Bio: John Shawe-Taylor has contributed to a number of fields ranging from graph theory through cryptography to statistical learning theory and its applications. However, his main contributions have been in the development of the analysis and subsequent algorithmic definition of principled machine learning algorithms founded in statistical learning theory. More recently he has worked on interactive learning and reinforcement learning. He has published over 300 papers with over 42000 citations. Two books co-authored with Nello Cristianini have become standard monographs for the study of kernel methods and support vector machines and together have attracted 21000 citations. He is Head of the Computer Science Department at UCL where he has overseen a significant expansion and witnessed its emergence as the highest ranked Computer Science Department in the UK in the recent 2014 UK Research Evaluation Framework (REF).

• What My Deep Model Doesn't Know... - Yarin Gal

If you give me pictures of various dog breeds – and then you ask me to classify a new dog photo – I should return a prediction with rather high confidence.

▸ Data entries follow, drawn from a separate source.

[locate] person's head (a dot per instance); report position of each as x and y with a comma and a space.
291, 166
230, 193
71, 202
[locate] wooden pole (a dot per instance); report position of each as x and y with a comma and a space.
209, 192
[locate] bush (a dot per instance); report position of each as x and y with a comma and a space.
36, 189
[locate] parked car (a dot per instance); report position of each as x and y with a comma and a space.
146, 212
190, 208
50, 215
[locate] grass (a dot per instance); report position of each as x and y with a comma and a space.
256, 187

But if you give me a photo of a cat and force my hand to decide what dog breed it belongs to – I better return a prediction with very low confidence. Similar problems occur in medicine as well: you would not want to falsely diagnose a patient just because your model is uncertain about its output. Even though deep learning tools have achieved tremendous success in applied machine learning, these tools do not capture this kind of information. In this talk I will explore a new theoretical framework casting dropout training in neural networks as approximate Bayesian inference. A direct result of this theory gives us tools to model uncertainty with dropout networks – extracting information from existing models that has been thrown away so far. The practical impact of the framework has already been demonstrated in applications as diverse as deep reinforcement learning, camera localisation, and predicting DNA methylation, applications which I will survey towards the end of the talk.

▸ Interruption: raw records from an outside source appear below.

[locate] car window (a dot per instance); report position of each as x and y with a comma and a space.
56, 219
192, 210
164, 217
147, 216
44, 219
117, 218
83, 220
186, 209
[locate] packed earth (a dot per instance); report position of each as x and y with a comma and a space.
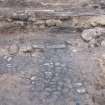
52, 52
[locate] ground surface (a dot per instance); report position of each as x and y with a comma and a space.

Bio: Yarin is a Research Fellow in Computer Science at St Catharine's College at the University of Cambridge, and part-time Fellow at the Alan Turing Institute, the UK's national institute for data science. He will obtain his PhD from the Cambridge machine learning group, working with Prof Zoubin Ghahramani and funded by the Google Europe Doctoral Fellowship. Prior to that he studied at Oxford Computer Science department for a Master's degree under the supervision of Prof Phil Blunsom.